Da última vez que conversamos sobre o Funrural, a senhora não estava totalmente inteirada. Como está o assunto?
Estávamos falando sobre a urgência que estava para ser aprovada no Congresso, e foi, e depois se trabalhou na prorrogação dos prazos, que terminaram em 31 de dezembro. O governo anterior não fez (a prorrogação), teve impedimentos legais para isso, porque entrava no mandato do novo presidente e não pode ser prorrogado até 30 de março, o que era pedido. Hoje, o Bolsonaro tem se posicionado a favor de fazer o perdão da dívida. Existe um grupo estudando porque tem que estar no orçamento. Tem que ter alguma coisa no orçamento para que o Funrural possa fazer essa redução.
Isso não abriria caminho para outros setores pedirem anistia semelhante?
Com certeza. Isso aí a AGU deve estar estudando para passar para o presidente. Inicialmente se faria uma nova prorrogação para que desse tempo deste estudo. Não é uma decisão do Executivo sozinho, porque isso é orçamento. Precisa saber como deve ser feito, se vai ser uma medida provisória e encaminhar ao Congresso. Aí é o Congresso que precisa entender que é uma pauta importante do agronegócio brasileiro e votar a favor. E o presidente com certeza não vetará. Se ele mandar a medida provisória é porque ele tem certeza que não esbarrará na Lei de Responsabilidade Fiscal. A gente ainda precisa saber detalhes, estamos acompanhando.
O presidente Bolsonaro tem se manifestado com objetivo de se aproximar de Israel, que tem a oferecer para o Brasil matérias de tecnologia, agricultura. Mas ele já sinalizou que pretende transferir a embaixada do Brasil para Jerusalém, o que deixa o mundo árabe insatisfeito, países para os quais o Brasil exporta quantidade enorme produtos, como frango por exemplo. Este problema está nas suas preocupações?
Eu tenho conversado com o chanceler Ernesto Araújo, já conversei com a Casa Civil, com a Secretaria de Governo. Temos que abrir o diálogo com esses países. Tenho recebido alguns embaixadores de outros países. Devemos receber uma missão, este mês ainda, da Tailândia. É muito importante a gente ter diálogo aberto e saber do governo quando é que ele pretende (fazer a transferência de embaixada). Tem coisas a se ponderar com esta mudança
Está preocupada?
Eu acho que a sinalização pode levar a um entendimento ruim. Porque lá eles levam as coisas ao pé da letra. O que nos falarmos, pode levar a consequências com certeza.
Eu não sou contra, mas não sei se neste momento seria a coisa certa. O presidente sabe o que isso deve afetar, isso é uma coisa que a gente vem dialogando. Estou aqui para defender o agronegócio a agricultura, a exportação.
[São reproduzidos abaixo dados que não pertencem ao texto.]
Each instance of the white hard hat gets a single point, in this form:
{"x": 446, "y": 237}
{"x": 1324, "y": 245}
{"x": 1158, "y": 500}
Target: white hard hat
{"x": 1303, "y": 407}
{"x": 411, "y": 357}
Perder mercado é sempre muito ruim. Ganhar mercado é uma coisa que demora, mas quando perder é muito mais complicado para voltar a tê-lo. Então, é preocupante. Temos tratado isso de maneira prioritária, mas tenho certeza de que o bom senso prevalecerá.
Há um outro setor que emprega milhares de famílias, que é o leiteiro. Muitos produtores no RS se perguntam qual será a política para a área diante da concorrência do leite importado do Uruguai?
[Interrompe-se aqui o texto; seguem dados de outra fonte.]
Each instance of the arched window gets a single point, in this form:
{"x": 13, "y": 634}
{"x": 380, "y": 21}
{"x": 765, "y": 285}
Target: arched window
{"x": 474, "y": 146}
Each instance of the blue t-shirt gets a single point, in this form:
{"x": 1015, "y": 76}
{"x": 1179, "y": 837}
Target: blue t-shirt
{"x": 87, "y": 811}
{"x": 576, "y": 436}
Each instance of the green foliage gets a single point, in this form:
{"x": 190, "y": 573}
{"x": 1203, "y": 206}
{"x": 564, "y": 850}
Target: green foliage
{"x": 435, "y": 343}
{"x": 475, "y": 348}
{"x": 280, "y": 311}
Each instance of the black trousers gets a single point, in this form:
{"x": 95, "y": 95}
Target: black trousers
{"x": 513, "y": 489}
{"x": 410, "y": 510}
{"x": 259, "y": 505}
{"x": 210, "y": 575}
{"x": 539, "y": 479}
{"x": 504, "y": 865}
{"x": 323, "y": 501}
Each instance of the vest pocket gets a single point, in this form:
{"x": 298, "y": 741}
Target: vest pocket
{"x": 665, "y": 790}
Este é um assunto muito complicado. Estamos no Mercosul e, infelizmente, não temos cotas de importação. O Uruguai e a Argentina tinham a acordo verbal, interno. Já abrimos conversa com a Argentina, agora vamos conversar com Uruguai também. Pretendo fazer reunião em breve com esses dois países para ver se a gente pode ter uma cota informal, para que esse setor melhore. Mas temos outras coisas a fazer, nosso custo de produção ainda é mais alto. Além de ser um setor importante para a economia, é um setor social. Muitos pequenos produtores dependem dele. É um caos, e isso está em nosso radar. É um apelo muito grande para que, no primeiro momento, a gente pelo menos minimize o problema até achar solução definitiva.